We get to the clinic, and there is an hour filling out forms, getting approved for the sliding fee scale.  At first they don’t want to treat her without a translator–they don’t have the phone translator service.  They are about to turn us away, but I convince them that we can communicate “enough.”  It is urgent–she is frightened as it is.  “All right, but you’ll have to see the nurse practitioner.”  Fine, I say.  We wait and wait.  Then we are called in.  The nurse who takes her vitals is lovely and gentle.  She has to wire her for an EKG, and I try to explain to Sunny what is going on.  Sunny is holding her breath in fear.  Her eyes are panicked.  The nurse says, “Tell her it won’t hurt.”  And I do, stroking her forehead.  And it doesn’t hurt, but it is invasive to have your body touched and taped and to be in a prone position, to be totally vulnerable.  It is for me.  It is for anyone, no matter how hard we rationalize it.

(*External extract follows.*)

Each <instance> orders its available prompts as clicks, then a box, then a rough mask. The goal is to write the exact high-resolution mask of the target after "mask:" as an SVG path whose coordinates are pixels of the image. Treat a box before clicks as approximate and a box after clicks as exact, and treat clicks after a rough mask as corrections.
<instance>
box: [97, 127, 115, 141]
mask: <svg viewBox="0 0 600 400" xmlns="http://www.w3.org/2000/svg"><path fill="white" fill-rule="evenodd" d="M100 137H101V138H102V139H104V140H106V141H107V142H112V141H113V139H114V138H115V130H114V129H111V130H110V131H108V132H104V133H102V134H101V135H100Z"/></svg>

We  await and wait again to be seen.  Then a knock and a woman comes in the door.  She has a disapproving frown on her face and a very loud, brusque manner.  “Her EKG is abnormal.  She is not cleared for Depo.  She needs to see a cardiologist.  Any questions?”  We both just stare at her.  That’s it?  I take the records and thank her.  We silently leave.   We get in the car and I tell her she is going to have to see another doctor.  She nods, frowning.  I know that getting her to see a cardiologist will be an uphill battle.  I know that many doctors will just see a small brown asian woman who is a nuisance, a free-loader.  I wonder who will take the time to see or hear her, who will take the time to hear the story her body is telling.